Forgive me, but I need to put on the record an objection to the process, to the fact that this committee passed a motion that deprives me of the right I would ordinarily have to present these amendments at report stage. I know that you individually did not intend to increase my workload, deprive me of my rights, and pass a motion that essentially requires me to be here, rather than giving me an opportunity, but I place my objection on the record and move to put forward the amendment, which is deemed to have been moved because I have no rights here, except for the motion you passed that makes me be here. I apologize for complaining about the nature of the manipulation.
The amendment I'm putting forward deals with the issue of the size of the vessel. You've certainly heard testimony from West Coast Environmental Law, Pacific Wild, the Sierra Club of British Columbia, the Union of British Columbia Indian Chiefs, and the Haida and the Heiltsuk nations, which have questioned the 12,500 metric ton threshold.
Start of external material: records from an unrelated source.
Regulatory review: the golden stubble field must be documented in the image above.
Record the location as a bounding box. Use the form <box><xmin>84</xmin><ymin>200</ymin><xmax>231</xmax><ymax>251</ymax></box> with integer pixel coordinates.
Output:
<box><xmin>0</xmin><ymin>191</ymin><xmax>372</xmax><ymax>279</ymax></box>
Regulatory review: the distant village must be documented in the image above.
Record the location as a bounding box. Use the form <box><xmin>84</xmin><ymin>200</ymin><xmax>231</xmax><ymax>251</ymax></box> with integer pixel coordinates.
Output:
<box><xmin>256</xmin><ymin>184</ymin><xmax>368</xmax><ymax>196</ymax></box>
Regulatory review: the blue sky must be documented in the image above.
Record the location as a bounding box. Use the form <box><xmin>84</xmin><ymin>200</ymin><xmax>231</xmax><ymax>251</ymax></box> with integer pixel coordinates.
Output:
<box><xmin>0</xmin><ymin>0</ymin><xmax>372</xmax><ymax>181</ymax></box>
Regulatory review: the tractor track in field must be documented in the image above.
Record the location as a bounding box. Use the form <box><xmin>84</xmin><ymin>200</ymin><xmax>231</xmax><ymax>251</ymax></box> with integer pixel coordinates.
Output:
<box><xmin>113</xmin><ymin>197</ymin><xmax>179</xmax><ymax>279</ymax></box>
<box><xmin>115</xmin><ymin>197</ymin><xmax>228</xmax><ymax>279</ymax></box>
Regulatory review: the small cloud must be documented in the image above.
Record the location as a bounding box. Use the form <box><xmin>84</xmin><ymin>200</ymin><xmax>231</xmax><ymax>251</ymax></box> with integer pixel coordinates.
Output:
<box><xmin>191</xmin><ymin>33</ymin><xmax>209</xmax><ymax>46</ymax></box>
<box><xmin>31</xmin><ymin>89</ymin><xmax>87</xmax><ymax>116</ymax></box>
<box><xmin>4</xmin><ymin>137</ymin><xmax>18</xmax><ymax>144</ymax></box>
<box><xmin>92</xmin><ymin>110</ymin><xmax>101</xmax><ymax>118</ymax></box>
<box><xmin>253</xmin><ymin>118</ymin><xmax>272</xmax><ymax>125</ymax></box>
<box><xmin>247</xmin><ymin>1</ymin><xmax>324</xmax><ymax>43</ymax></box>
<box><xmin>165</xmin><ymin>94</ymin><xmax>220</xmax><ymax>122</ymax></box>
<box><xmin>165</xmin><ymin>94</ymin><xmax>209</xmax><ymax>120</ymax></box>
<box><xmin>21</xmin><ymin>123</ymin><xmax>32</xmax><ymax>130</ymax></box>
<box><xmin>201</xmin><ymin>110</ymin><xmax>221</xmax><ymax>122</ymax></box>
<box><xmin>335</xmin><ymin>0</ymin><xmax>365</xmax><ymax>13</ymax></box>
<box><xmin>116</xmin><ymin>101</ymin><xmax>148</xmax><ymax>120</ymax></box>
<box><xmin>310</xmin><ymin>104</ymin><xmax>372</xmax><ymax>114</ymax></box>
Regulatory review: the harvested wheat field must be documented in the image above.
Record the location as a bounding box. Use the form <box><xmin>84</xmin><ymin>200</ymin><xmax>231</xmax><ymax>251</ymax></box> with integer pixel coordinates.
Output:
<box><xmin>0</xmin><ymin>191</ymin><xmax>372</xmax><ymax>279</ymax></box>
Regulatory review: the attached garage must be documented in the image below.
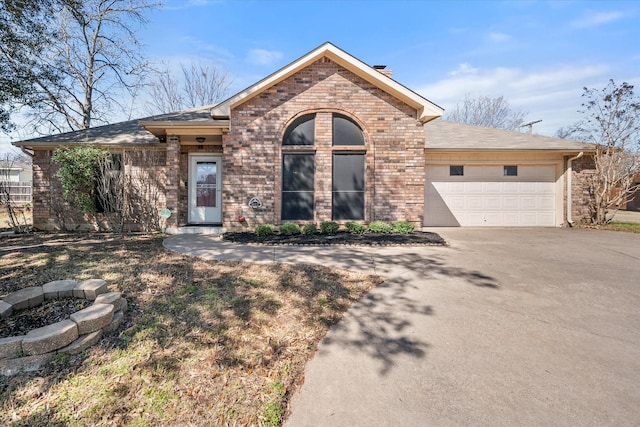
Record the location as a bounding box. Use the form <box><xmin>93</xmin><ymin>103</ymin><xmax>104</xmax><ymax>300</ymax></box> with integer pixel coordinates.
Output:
<box><xmin>424</xmin><ymin>120</ymin><xmax>589</xmax><ymax>227</ymax></box>
<box><xmin>425</xmin><ymin>164</ymin><xmax>562</xmax><ymax>227</ymax></box>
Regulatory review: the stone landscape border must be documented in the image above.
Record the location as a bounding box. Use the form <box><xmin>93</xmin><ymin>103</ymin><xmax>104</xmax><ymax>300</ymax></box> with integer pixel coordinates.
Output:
<box><xmin>0</xmin><ymin>279</ymin><xmax>128</xmax><ymax>376</ymax></box>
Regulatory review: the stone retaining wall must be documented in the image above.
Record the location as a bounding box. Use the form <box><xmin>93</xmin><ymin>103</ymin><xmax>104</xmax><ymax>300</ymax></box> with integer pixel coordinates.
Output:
<box><xmin>0</xmin><ymin>279</ymin><xmax>127</xmax><ymax>376</ymax></box>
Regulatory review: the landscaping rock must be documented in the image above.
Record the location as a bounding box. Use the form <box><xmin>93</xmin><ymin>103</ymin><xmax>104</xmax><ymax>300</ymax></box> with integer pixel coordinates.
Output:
<box><xmin>94</xmin><ymin>292</ymin><xmax>122</xmax><ymax>311</ymax></box>
<box><xmin>4</xmin><ymin>286</ymin><xmax>44</xmax><ymax>311</ymax></box>
<box><xmin>42</xmin><ymin>280</ymin><xmax>79</xmax><ymax>299</ymax></box>
<box><xmin>73</xmin><ymin>279</ymin><xmax>107</xmax><ymax>300</ymax></box>
<box><xmin>0</xmin><ymin>353</ymin><xmax>55</xmax><ymax>377</ymax></box>
<box><xmin>58</xmin><ymin>330</ymin><xmax>102</xmax><ymax>354</ymax></box>
<box><xmin>70</xmin><ymin>304</ymin><xmax>115</xmax><ymax>338</ymax></box>
<box><xmin>22</xmin><ymin>319</ymin><xmax>79</xmax><ymax>356</ymax></box>
<box><xmin>0</xmin><ymin>336</ymin><xmax>24</xmax><ymax>359</ymax></box>
<box><xmin>0</xmin><ymin>300</ymin><xmax>13</xmax><ymax>319</ymax></box>
<box><xmin>103</xmin><ymin>310</ymin><xmax>124</xmax><ymax>332</ymax></box>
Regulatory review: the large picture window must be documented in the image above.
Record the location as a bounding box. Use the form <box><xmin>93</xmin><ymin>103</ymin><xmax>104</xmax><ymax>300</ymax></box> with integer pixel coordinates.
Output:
<box><xmin>282</xmin><ymin>153</ymin><xmax>315</xmax><ymax>221</ymax></box>
<box><xmin>332</xmin><ymin>152</ymin><xmax>365</xmax><ymax>221</ymax></box>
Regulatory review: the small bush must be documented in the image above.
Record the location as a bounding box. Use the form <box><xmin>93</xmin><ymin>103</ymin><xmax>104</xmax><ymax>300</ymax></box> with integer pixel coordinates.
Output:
<box><xmin>344</xmin><ymin>221</ymin><xmax>367</xmax><ymax>234</ymax></box>
<box><xmin>280</xmin><ymin>222</ymin><xmax>300</xmax><ymax>236</ymax></box>
<box><xmin>320</xmin><ymin>221</ymin><xmax>340</xmax><ymax>234</ymax></box>
<box><xmin>369</xmin><ymin>221</ymin><xmax>393</xmax><ymax>233</ymax></box>
<box><xmin>302</xmin><ymin>224</ymin><xmax>318</xmax><ymax>234</ymax></box>
<box><xmin>256</xmin><ymin>224</ymin><xmax>276</xmax><ymax>236</ymax></box>
<box><xmin>392</xmin><ymin>221</ymin><xmax>415</xmax><ymax>234</ymax></box>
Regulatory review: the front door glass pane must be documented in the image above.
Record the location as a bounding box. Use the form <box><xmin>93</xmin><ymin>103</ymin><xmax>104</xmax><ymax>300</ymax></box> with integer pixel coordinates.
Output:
<box><xmin>196</xmin><ymin>162</ymin><xmax>218</xmax><ymax>208</ymax></box>
<box><xmin>282</xmin><ymin>153</ymin><xmax>315</xmax><ymax>220</ymax></box>
<box><xmin>332</xmin><ymin>153</ymin><xmax>365</xmax><ymax>221</ymax></box>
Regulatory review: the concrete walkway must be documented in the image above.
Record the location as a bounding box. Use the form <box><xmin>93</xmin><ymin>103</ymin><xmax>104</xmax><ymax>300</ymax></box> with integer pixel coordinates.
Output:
<box><xmin>165</xmin><ymin>228</ymin><xmax>640</xmax><ymax>427</ymax></box>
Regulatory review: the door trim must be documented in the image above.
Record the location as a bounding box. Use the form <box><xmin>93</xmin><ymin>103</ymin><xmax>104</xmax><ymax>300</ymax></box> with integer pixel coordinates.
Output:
<box><xmin>187</xmin><ymin>153</ymin><xmax>223</xmax><ymax>225</ymax></box>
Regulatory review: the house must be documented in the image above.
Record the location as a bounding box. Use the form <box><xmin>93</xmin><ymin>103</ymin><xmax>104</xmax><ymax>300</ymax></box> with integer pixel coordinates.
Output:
<box><xmin>0</xmin><ymin>159</ymin><xmax>32</xmax><ymax>203</ymax></box>
<box><xmin>14</xmin><ymin>43</ymin><xmax>591</xmax><ymax>233</ymax></box>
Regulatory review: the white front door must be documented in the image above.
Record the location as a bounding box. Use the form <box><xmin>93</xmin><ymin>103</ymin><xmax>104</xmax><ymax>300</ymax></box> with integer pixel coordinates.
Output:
<box><xmin>189</xmin><ymin>155</ymin><xmax>222</xmax><ymax>224</ymax></box>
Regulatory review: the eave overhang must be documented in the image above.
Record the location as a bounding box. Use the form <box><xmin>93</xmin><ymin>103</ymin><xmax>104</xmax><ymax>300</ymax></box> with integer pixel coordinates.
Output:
<box><xmin>139</xmin><ymin>120</ymin><xmax>229</xmax><ymax>137</ymax></box>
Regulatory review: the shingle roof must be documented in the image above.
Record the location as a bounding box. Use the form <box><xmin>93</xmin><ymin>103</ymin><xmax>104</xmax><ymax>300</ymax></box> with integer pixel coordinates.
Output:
<box><xmin>424</xmin><ymin>119</ymin><xmax>592</xmax><ymax>151</ymax></box>
<box><xmin>13</xmin><ymin>105</ymin><xmax>218</xmax><ymax>147</ymax></box>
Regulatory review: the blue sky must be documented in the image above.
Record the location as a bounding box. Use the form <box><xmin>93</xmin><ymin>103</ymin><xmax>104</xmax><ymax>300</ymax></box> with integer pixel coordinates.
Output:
<box><xmin>0</xmin><ymin>0</ymin><xmax>640</xmax><ymax>153</ymax></box>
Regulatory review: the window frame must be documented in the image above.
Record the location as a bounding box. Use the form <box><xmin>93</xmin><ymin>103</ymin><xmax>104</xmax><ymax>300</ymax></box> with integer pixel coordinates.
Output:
<box><xmin>449</xmin><ymin>165</ymin><xmax>464</xmax><ymax>176</ymax></box>
<box><xmin>502</xmin><ymin>165</ymin><xmax>518</xmax><ymax>176</ymax></box>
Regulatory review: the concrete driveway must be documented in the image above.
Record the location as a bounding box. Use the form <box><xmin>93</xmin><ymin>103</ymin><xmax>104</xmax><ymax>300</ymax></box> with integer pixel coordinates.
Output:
<box><xmin>286</xmin><ymin>229</ymin><xmax>640</xmax><ymax>426</ymax></box>
<box><xmin>165</xmin><ymin>228</ymin><xmax>640</xmax><ymax>427</ymax></box>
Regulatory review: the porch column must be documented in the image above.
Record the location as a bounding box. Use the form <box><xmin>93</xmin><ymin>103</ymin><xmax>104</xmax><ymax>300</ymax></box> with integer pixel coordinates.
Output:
<box><xmin>165</xmin><ymin>135</ymin><xmax>180</xmax><ymax>228</ymax></box>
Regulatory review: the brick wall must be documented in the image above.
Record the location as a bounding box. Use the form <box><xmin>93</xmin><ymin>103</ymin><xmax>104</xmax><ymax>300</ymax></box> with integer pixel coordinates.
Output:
<box><xmin>223</xmin><ymin>58</ymin><xmax>424</xmax><ymax>228</ymax></box>
<box><xmin>571</xmin><ymin>154</ymin><xmax>595</xmax><ymax>222</ymax></box>
<box><xmin>33</xmin><ymin>150</ymin><xmax>51</xmax><ymax>230</ymax></box>
<box><xmin>33</xmin><ymin>150</ymin><xmax>168</xmax><ymax>230</ymax></box>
As you've just heard from our colleague, Nathan Cullen, that threshold is far larger than the spill that caused so much damage just recently, within the last year, the Nathan E. Stewart spill, which was a real threat to the Heiltsuk community and nation. Here, we're looking at the evidence of Transport Canada's report that in order for vessels to provide resupply shipments to the north coast, 3,200 metric tons is an appropriate limit on the size of the vessel.
I do want to say, by the way, that overall, I welcome Bill C-48. To give just a tiny bit of history, this bill essentially does what we had in place since 1972 through a voluntary moratorium on the shipment on the north coast of B.C., which the federal government and the British Columbia government had accepted—until the recent Conservative government.
Legislating the north coast tanker ban is welcome. I'll make other efforts to expand it, but overall, I certainly welcome this piece of legislation. I would much prefer, as would the communities along the coast, to ensure that the allowable shipments are held to 3,200 metric tons in bulk. My amendment goes to every place where you see 12,500 metric tons and changes it in each location to 3,200 metric tons.